On its own, a well-worn idea—graduation, for example, is full of people wondering if they will ever talk to their friends again.  (Last weekend, I met a pair of students who had come back for their 10 year reunion.  These two were very good friends as undergrads.  They conspired to get one’s father to marry the other’s mother.  Talking with them about these machinations provided me a great deal of amusement when they were undergrads—honestly, I was surprised when it worked.  Now they are step-sisters.  So, they still see each other regularly.  A rather innovative solution to a general fear of losing contact with one’s friend, I must say.)
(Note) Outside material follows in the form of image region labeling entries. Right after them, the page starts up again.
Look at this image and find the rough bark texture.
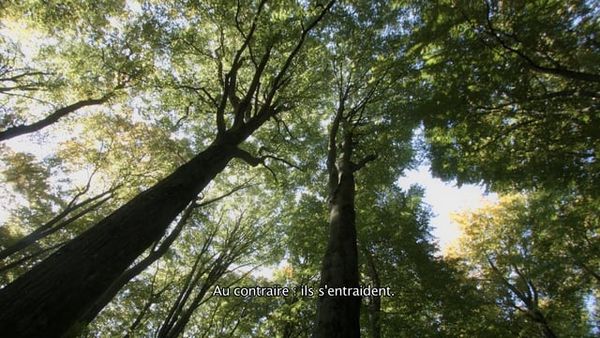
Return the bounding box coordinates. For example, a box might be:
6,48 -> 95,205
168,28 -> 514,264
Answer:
362,248 -> 381,338
0,93 -> 112,141
0,142 -> 237,337
314,125 -> 360,338
316,168 -> 360,338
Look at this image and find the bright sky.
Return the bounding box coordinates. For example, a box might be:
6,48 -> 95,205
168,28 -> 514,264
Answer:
398,165 -> 498,252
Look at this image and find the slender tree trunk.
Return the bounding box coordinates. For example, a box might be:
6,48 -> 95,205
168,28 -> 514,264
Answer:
0,93 -> 113,141
314,125 -> 360,338
362,247 -> 381,338
0,142 -> 238,337
0,0 -> 335,337
316,164 -> 360,338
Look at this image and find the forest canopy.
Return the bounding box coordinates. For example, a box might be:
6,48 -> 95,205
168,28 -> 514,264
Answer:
0,0 -> 600,338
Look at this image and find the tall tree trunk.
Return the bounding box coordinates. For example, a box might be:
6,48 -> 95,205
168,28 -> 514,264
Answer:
0,142 -> 236,337
314,117 -> 360,338
316,160 -> 360,338
362,247 -> 381,338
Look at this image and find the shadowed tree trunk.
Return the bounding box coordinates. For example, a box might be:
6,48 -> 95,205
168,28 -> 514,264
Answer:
0,0 -> 333,337
361,247 -> 381,338
314,87 -> 374,338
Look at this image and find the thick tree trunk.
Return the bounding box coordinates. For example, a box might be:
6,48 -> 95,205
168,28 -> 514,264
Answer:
315,166 -> 360,338
0,137 -> 242,337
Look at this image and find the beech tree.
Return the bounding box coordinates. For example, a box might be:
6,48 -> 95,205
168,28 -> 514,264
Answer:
0,0 -> 600,338
0,1 -> 333,336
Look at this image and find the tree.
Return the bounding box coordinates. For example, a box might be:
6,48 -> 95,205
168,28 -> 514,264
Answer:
457,193 -> 597,337
0,1 -> 333,336
415,1 -> 600,194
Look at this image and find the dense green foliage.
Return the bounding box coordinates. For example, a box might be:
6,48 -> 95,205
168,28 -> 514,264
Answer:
0,0 -> 600,338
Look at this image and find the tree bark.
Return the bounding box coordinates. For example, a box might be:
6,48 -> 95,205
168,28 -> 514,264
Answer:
0,0 -> 335,337
0,142 -> 237,337
362,247 -> 381,338
0,93 -> 113,141
314,123 -> 361,338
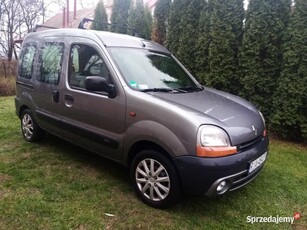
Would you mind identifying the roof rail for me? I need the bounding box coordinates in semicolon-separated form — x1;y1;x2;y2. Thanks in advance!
32;25;59;32
78;18;138;37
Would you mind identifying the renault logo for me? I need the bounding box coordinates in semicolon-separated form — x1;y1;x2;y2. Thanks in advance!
252;125;258;136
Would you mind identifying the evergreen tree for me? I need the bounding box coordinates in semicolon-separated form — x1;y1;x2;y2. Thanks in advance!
151;0;171;45
128;0;152;39
166;0;185;55
176;0;204;74
92;0;108;31
240;0;291;118
207;0;244;94
195;2;212;85
272;0;307;141
111;0;131;34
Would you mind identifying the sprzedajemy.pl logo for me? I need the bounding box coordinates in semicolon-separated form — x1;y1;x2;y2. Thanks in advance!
246;212;301;224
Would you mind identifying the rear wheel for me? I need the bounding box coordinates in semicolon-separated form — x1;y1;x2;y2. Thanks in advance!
130;150;181;208
21;109;44;142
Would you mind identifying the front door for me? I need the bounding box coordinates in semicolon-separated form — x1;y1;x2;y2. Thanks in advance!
32;38;65;134
62;38;126;160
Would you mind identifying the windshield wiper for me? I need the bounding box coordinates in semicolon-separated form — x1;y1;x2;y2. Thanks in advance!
141;88;188;93
175;86;204;92
141;88;173;93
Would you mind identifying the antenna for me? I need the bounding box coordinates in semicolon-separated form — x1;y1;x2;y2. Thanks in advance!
78;18;138;37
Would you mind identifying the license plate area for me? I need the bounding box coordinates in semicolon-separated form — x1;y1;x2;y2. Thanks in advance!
248;152;268;173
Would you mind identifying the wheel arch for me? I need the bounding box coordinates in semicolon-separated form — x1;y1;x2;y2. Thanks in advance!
127;140;173;167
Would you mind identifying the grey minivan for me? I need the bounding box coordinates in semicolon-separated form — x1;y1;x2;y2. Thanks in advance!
15;29;269;208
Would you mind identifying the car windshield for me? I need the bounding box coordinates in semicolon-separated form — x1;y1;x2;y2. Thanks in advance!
109;48;200;92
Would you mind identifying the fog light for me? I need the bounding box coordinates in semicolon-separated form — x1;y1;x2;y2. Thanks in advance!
216;180;229;194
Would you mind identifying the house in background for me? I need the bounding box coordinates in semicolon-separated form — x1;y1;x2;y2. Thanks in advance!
43;0;158;28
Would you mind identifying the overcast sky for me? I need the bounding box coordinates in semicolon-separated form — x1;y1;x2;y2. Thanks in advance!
45;0;249;18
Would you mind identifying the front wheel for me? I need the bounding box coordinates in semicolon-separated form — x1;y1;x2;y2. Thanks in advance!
20;109;44;142
130;150;181;208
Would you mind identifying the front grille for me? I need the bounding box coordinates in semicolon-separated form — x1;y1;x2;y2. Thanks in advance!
237;135;263;152
229;166;263;191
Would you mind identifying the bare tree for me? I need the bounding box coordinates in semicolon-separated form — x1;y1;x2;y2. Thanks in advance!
19;0;46;32
0;0;23;61
0;0;63;60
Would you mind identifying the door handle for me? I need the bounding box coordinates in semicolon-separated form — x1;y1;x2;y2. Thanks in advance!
64;94;74;102
52;91;60;103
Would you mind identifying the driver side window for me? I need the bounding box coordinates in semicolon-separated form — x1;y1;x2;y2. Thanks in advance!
68;44;110;90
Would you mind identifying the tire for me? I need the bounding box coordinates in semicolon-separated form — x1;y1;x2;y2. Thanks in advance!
130;150;181;209
20;109;45;142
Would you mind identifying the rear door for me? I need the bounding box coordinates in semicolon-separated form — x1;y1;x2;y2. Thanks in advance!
61;38;126;160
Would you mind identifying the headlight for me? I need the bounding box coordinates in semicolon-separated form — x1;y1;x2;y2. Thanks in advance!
258;110;265;127
196;125;237;157
200;125;229;147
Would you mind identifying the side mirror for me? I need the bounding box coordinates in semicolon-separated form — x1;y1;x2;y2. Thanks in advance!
85;76;116;98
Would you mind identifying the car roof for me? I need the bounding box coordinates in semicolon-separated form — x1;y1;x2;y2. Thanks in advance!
26;28;170;53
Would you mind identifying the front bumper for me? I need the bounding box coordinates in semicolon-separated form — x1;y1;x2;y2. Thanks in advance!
174;137;269;196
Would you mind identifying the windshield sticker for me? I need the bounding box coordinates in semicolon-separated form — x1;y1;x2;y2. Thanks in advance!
139;85;148;89
130;81;138;88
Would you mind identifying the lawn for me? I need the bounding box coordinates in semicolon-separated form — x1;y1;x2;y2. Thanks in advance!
0;97;307;230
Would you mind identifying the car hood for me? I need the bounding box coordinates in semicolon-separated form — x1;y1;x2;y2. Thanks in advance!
152;88;265;145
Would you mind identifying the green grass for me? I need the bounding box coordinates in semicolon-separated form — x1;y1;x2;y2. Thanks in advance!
0;97;307;230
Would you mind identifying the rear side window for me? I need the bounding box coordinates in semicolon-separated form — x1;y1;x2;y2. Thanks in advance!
37;42;64;85
68;44;111;90
18;43;36;79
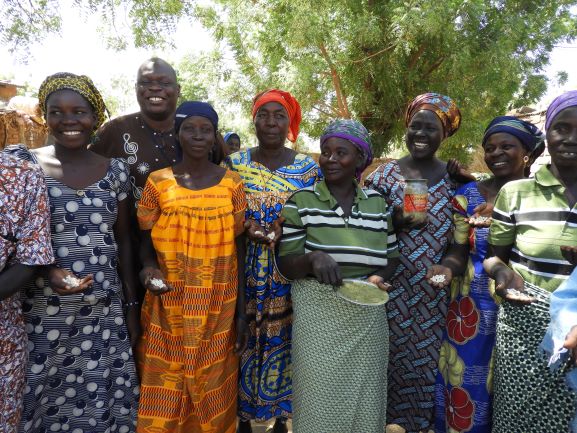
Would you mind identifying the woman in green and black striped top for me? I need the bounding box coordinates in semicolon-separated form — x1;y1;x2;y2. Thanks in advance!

But, while the idea that human relationships are fragile is well-worn, is it true?  This book itself is an odd answer—this particular volume is arguing that it is true, but since it is obvious these characters all come back into the narrator’s life, we know it really isn’t true.  Just how fragile are the ties that bind?

An example.  A student of mine who graduated in 2008 was back on campus yesterday.  She was invited by the Alumnae Association here to participate in a big Story Corps project to celebrate the 175th anniversary of Mount Holyoke.  Story Corps is a national organization that goes around recording interviews with people.  But, the interviewers are not professional interviewers; it’s regular people interviewing other people.  So, the Alumnae Association picked 10 alums to come back and each one had to pick someone to be the interviewer.  My former student asked me to do it.  It was fun.  There we were sitting in a makeshift recording studio and I got to ask her all sorts of questions and she answered them and it was just like Old Times.  I interrupted her when her answers got formulaic and told her she was just rambling.  I pressed her when she got vague.  I made her admit she was pretty good at what she does.  I asked her if she liked Upper or Lower Lake better and scoffed when she said she hated being outside in nature…city girls…ugh.

Now I have talked with her a few times in the four years since she graduated, but not all that often—an e-mail here or there.  Yet, there we were, talking as if it was the Spring of 2008 and she hadn’t yet graduated.  We talked about her boyfriend and her job and her future.  While I talk with her far less than I did when she was at Mount Holyoke, we are still friends.  Good friends. 

So, why do we think of human relationships as brittle things?  Clearly some relationships are brittle, but why?  And which ones? 

But, I digress.  (Though come to think of it, Marjorie would also appreciate this digression. But, I digress again.)  The Powell book is quite good as an exploration of the demise of childhood friendships.   I suspect one’s high school friendships are more fragile than most, not because of the nature of friendship, but because as one moves from the age of 14 to the age of 21, one changes.  It is not the death of friendship, but the death of youth we notice in this book.  Our narrator thinks of himself as the constant and everyone else around him changes.  What was charming in a 15 year old acquaintance is merely annoying in a 20 year old acquaintance.  And so, youthful attachments decay.  But, then we know they come back in future volumes.  It’s hard to know what to make of a book like this in the end—do we treat it as a stand-alone novel or simply chapter one in a 12 chapter book?  I have no idea.

12 volumes; 12 months—one book a month.  That’s my project...well, one of my projects, for the next year.    

And so, take this opportunity to e-mail a friend today and emulate the end of this song.

1 comment:

  1. One of your most heartwarming posts and possibly my favorite.